Traverse City Record-Eagle

Archive: Friday

March 12, 2009

$11.2M earmarked for traffic control tower

TRAVERSE CITY -- Climb into the air traffic control tower at Cherry Capital Airport and step back to the days before the digital age.

Equipment in the 35-year-old tower still features dials and gauges, computers have floppy drives, and the back-up generator is a rack of 12 car batteries with connections protected by sections of vinyl gutter.

"How many people can say they've been at a job for 20-plus years and they are still using the same computer," said John Hlavka, a veteran air traffic controller stationed in Traverse City.

That's about to change, thanks to an earmark, a form of federal spending that acquired a dubious reputation -- unless the money lands in one's own back yard.

The Federal Aviation Administration will break ground this year on a new tower after $11.2 million was earmarked for the project in a recent spending bill. The tower should be complete by 2012.

Airport officials have wanted to replace the tower, built in 1974, for the last 10 years, said airport Manager Stephen Cassens.

The project started rolling about three years ago and airport and FAA officials credit the area's congressional delegation, specifically Rep. Dave Camp and Sen. Carl Levin, with getting the original money to start the $28 million project. More than half the funding was appropriated in prior years, so the FAA sponsored this year's earmark, not a member of Congress.

"These towers had a normal life expectancy of 20 years, and this one's was up in 1995, so we're a little past due for a new tower," said Ron Hubbard, airport traffic control manager.

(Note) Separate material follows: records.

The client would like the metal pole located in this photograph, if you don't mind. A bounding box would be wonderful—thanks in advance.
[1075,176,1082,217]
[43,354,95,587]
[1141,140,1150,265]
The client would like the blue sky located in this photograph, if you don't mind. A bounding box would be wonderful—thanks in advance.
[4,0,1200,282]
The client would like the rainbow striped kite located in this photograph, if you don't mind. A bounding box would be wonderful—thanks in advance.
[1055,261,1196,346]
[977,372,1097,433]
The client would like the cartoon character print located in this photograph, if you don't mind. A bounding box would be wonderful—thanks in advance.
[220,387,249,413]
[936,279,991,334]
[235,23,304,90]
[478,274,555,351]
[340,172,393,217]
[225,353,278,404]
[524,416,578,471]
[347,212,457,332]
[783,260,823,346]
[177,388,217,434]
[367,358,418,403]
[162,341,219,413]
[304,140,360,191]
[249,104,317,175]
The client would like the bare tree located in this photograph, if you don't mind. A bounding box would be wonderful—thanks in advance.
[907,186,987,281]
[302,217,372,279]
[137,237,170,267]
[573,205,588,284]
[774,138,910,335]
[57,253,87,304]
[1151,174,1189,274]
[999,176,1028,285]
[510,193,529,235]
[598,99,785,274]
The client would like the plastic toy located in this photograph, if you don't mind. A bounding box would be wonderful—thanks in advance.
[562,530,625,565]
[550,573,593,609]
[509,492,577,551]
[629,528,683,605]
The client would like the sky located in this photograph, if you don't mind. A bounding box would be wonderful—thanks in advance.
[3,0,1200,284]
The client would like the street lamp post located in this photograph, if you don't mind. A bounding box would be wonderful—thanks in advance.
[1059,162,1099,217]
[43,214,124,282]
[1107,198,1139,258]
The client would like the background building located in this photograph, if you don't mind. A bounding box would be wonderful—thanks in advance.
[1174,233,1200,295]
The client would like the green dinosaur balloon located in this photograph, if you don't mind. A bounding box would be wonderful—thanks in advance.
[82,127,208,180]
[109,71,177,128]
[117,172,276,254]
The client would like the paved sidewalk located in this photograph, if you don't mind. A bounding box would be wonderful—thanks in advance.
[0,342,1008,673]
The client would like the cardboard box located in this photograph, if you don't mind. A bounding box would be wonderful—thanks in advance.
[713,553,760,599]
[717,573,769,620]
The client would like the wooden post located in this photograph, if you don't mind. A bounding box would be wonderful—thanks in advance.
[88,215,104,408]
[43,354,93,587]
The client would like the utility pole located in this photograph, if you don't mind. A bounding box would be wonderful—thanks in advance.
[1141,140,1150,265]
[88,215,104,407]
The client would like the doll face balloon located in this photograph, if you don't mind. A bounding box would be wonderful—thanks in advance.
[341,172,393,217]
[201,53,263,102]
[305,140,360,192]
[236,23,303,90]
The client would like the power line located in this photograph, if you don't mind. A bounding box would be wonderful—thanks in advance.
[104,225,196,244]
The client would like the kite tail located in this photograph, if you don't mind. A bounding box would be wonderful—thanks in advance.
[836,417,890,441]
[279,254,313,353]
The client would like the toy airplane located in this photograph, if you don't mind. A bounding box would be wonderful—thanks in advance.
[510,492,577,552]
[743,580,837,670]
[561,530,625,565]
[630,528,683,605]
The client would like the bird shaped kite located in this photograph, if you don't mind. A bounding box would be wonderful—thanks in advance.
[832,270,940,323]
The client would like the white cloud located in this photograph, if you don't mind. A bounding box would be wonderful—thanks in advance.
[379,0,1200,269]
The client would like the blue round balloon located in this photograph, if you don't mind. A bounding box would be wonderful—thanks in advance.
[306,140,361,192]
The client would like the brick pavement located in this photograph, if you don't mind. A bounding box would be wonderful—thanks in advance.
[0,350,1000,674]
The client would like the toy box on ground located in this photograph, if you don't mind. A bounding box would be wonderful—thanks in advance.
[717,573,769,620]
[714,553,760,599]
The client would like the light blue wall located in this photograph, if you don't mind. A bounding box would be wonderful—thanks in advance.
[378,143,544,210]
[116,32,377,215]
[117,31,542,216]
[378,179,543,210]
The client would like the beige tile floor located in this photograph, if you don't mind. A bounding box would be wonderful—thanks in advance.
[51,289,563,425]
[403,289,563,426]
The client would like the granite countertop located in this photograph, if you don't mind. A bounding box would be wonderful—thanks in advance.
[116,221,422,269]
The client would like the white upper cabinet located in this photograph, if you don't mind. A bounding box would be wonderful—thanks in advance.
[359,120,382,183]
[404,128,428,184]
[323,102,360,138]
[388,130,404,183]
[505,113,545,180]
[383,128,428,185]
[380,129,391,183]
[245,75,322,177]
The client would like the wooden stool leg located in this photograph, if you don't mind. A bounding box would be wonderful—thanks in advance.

The FAA already has devised the new tower in its virtual reality laboratory, resulting in a 160-foot-tall structure to be relocated a couple hundred yards east of the current location and back from the two intersecting runways.

Hubbard said the current tower sits in the runway safety setback area and can block pilots' views of the crossing runway. It's 80 feet tall, too short to offer a view over an airport hangar that blocks controllers' views of the airport's busiest intersection.

"In the new tower we'll be able to see every inch of pavement in the airport," Hubbard said.

The new tower will have a support building at its base, improved security, and state-of-the-art equipment, Hubbard said.